The 10% excise tax, under discussion by the Vietnamese Government, will give non-carbonated bottled drinks a price advantage, the American Chamber of Commerce Vietnam told just-drinks. US firms account for 90% of Vietnam's carbonated drinks market, while Vietnamese brands dominate non-carbonated bottled drinks, according to the chamber.

“Since nearly all carbonated soft drinks sold in Vietnam are US brands, the tax will fall almost exclusively on American brands,” the chamber said in a statement. “While the tax is not, on its face, discriminatory, it clearly discriminates against American brands in practice.”

About 70% of non-alcoholic beverage sales in Vietnam are non-carbonated, according to chamber research.

Meanwhile, the head of the American Chamber of Commerce Vietnam told just-drinks the body is in talks to stop the legislation.
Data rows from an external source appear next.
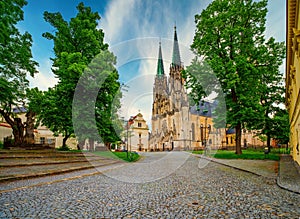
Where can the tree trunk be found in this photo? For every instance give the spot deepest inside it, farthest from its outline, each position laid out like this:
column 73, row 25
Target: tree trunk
column 17, row 128
column 29, row 127
column 66, row 137
column 80, row 144
column 238, row 138
column 269, row 142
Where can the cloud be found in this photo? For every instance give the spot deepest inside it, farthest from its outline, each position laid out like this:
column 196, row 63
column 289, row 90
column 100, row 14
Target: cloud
column 133, row 30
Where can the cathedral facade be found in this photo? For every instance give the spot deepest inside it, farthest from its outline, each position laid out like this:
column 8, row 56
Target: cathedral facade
column 176, row 125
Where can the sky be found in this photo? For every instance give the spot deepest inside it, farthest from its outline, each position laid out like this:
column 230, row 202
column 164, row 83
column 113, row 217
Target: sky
column 133, row 30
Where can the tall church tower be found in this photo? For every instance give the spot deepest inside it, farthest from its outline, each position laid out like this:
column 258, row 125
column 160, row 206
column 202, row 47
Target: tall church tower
column 170, row 110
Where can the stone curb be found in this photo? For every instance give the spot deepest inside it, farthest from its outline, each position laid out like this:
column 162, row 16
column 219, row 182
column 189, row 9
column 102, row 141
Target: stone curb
column 49, row 173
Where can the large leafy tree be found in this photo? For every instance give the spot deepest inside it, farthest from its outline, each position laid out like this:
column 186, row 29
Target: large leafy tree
column 98, row 96
column 76, row 44
column 230, row 38
column 15, row 63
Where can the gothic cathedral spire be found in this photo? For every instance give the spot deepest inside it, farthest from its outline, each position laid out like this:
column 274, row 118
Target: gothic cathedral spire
column 176, row 55
column 160, row 64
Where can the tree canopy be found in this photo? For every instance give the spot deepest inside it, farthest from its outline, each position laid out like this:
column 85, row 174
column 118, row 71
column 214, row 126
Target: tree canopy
column 15, row 64
column 76, row 44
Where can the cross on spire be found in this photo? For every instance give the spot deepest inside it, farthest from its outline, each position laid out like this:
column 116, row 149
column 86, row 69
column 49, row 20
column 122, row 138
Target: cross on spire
column 176, row 61
column 160, row 64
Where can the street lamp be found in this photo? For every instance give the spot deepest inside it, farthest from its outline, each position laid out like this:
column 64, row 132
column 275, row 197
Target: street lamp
column 190, row 139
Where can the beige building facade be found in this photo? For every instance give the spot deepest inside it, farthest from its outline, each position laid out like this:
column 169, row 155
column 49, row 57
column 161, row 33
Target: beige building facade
column 138, row 133
column 293, row 75
column 42, row 135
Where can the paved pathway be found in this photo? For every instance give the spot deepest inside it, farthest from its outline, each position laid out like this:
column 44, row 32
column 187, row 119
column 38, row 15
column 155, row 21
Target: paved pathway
column 212, row 191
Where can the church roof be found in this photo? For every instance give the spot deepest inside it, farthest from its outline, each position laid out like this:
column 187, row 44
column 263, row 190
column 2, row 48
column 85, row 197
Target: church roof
column 160, row 64
column 176, row 54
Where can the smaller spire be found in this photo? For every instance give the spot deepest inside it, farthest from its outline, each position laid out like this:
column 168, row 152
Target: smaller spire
column 160, row 64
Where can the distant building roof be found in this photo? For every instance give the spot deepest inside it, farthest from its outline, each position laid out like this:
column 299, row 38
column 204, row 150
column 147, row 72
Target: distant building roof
column 230, row 131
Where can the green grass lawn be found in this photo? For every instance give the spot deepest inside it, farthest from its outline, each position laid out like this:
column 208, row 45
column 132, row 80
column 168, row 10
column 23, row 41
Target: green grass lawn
column 132, row 157
column 250, row 154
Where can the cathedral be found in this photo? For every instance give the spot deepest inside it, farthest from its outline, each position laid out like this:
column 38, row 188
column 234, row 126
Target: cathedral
column 176, row 125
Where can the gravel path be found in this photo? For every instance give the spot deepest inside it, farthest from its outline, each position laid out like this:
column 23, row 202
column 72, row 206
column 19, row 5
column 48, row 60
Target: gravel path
column 215, row 191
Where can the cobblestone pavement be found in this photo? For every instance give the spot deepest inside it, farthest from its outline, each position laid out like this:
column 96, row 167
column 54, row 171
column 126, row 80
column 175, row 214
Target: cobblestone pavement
column 215, row 191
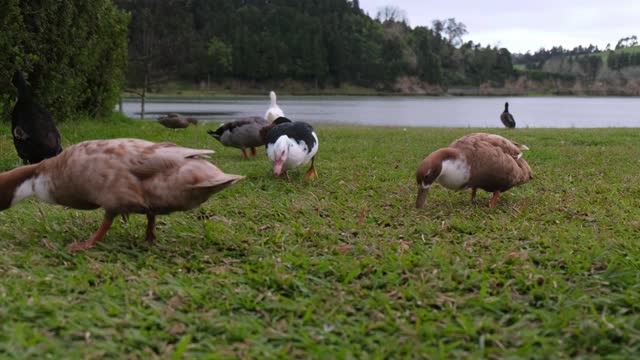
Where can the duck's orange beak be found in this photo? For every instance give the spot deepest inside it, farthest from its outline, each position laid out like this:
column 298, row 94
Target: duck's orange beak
column 277, row 167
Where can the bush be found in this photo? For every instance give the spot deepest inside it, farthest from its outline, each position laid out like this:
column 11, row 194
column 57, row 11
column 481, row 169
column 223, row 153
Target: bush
column 73, row 53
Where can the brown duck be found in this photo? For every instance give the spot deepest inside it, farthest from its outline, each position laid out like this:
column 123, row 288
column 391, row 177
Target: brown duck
column 486, row 161
column 122, row 176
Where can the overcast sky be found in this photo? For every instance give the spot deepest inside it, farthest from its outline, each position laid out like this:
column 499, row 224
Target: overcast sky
column 527, row 25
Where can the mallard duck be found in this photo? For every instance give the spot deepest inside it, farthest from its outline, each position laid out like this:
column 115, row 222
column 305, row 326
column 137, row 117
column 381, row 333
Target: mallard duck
column 35, row 135
column 290, row 145
column 177, row 121
column 274, row 111
column 486, row 161
column 506, row 117
column 242, row 134
column 122, row 176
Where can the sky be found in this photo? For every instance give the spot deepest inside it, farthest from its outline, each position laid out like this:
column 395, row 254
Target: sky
column 523, row 26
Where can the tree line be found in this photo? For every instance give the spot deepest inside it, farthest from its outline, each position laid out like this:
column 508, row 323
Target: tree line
column 74, row 53
column 321, row 42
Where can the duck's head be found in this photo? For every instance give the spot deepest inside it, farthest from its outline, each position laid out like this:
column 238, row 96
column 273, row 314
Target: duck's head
column 429, row 171
column 281, row 152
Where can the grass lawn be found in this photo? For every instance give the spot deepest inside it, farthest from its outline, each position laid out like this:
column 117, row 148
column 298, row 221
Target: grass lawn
column 272, row 268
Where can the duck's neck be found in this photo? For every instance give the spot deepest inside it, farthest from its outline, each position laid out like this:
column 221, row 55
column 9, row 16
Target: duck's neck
column 22, row 182
column 21, row 85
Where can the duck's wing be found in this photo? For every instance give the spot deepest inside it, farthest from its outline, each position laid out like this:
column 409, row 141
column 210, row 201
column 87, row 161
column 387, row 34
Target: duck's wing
column 496, row 162
column 155, row 158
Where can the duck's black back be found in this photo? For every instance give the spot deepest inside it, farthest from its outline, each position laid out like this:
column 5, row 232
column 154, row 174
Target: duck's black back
column 35, row 135
column 297, row 130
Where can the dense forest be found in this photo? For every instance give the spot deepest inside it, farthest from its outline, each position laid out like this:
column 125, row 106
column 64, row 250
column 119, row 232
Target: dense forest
column 78, row 56
column 320, row 42
column 73, row 53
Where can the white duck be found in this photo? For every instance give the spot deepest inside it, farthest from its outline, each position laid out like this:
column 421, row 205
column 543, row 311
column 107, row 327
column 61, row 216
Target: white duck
column 122, row 176
column 290, row 145
column 274, row 110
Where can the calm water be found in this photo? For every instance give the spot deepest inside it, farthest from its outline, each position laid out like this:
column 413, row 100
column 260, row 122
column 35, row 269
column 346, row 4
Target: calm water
column 558, row 112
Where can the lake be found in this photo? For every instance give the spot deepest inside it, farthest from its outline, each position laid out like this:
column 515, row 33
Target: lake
column 538, row 112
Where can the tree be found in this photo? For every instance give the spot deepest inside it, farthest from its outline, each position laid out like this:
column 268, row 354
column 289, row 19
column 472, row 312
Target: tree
column 454, row 31
column 72, row 52
column 220, row 58
column 392, row 14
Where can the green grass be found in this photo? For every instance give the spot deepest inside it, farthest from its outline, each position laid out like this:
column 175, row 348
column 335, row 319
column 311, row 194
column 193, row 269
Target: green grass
column 272, row 268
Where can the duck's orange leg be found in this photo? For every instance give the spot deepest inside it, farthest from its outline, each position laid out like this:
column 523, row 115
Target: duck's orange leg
column 311, row 173
column 151, row 226
column 97, row 236
column 494, row 199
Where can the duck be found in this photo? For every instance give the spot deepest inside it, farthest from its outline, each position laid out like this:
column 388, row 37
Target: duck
column 289, row 145
column 477, row 161
column 122, row 176
column 177, row 121
column 241, row 133
column 35, row 135
column 274, row 111
column 506, row 117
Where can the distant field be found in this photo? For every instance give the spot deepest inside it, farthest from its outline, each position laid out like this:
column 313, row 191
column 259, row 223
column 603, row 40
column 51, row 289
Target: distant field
column 277, row 269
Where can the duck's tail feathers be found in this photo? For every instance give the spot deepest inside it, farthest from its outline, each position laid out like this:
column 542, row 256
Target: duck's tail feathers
column 272, row 95
column 221, row 181
column 215, row 134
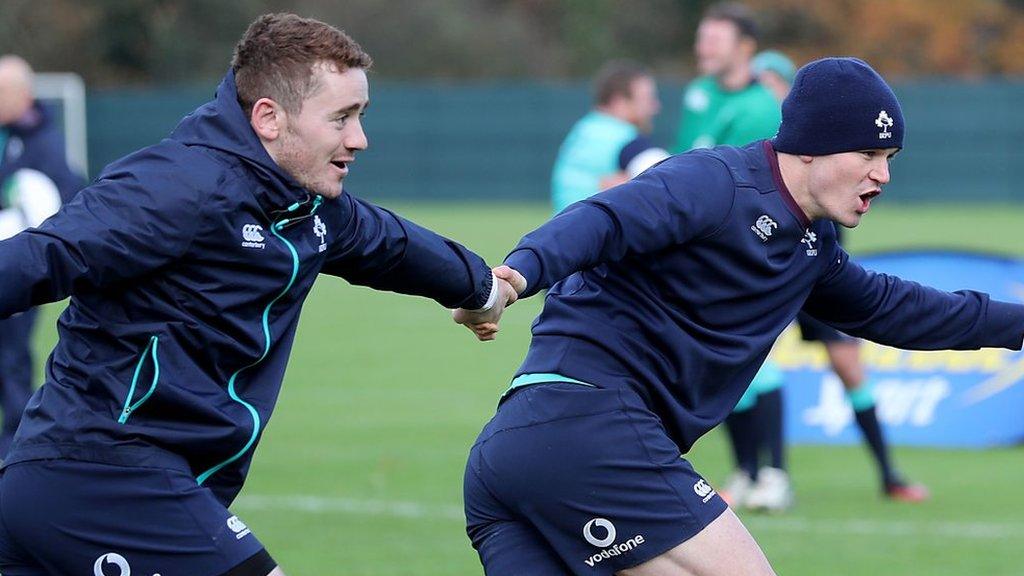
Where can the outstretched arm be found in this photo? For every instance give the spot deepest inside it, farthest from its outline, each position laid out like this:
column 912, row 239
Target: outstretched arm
column 382, row 250
column 683, row 198
column 895, row 312
column 129, row 222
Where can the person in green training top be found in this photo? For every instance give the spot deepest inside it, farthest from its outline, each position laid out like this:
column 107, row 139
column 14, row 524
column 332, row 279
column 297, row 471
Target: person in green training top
column 727, row 106
column 609, row 145
column 776, row 72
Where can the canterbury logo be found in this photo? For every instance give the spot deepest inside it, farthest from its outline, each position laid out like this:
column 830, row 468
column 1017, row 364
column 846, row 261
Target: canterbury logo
column 320, row 229
column 251, row 233
column 884, row 122
column 704, row 490
column 764, row 227
column 252, row 236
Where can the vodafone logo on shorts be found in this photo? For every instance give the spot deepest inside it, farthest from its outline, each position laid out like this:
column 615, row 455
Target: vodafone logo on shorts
column 119, row 566
column 609, row 530
column 593, row 531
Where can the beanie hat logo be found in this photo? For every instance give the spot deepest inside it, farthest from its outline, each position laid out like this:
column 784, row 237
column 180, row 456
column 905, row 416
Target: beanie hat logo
column 837, row 106
column 884, row 122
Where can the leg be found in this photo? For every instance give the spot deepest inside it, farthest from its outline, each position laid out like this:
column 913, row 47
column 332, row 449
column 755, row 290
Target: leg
column 75, row 518
column 507, row 545
column 772, row 491
column 845, row 358
column 593, row 472
column 723, row 548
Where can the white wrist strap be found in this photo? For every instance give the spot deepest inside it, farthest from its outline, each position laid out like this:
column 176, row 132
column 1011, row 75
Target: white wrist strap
column 493, row 298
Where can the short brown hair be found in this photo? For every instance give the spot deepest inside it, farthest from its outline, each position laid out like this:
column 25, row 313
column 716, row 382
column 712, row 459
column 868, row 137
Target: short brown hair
column 615, row 79
column 275, row 58
column 739, row 14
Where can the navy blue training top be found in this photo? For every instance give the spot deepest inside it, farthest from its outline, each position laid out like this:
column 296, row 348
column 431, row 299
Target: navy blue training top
column 678, row 283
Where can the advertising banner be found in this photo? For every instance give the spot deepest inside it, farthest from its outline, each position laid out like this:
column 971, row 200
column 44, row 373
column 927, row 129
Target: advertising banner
column 970, row 399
Herb Cochran described government officials as being “very co-operative in the discussions to clarify various issues”.

The tax was first proposed last year as a health measure. Officials claim carbonated beverages contain a level of acidity 100,000 times higher than normal water, which can lead to obesity and stomach ulcers.

International soft drinks makers have increased their presence in Vietnam over the past few years. In 2012, Coca-Cola announced it was to spend US$330m in Vietnam in the next three years, while PepsiCo operates a JV in the country with Suntory Holdings. PepsiCo says Vietnam is a “high-priority market”.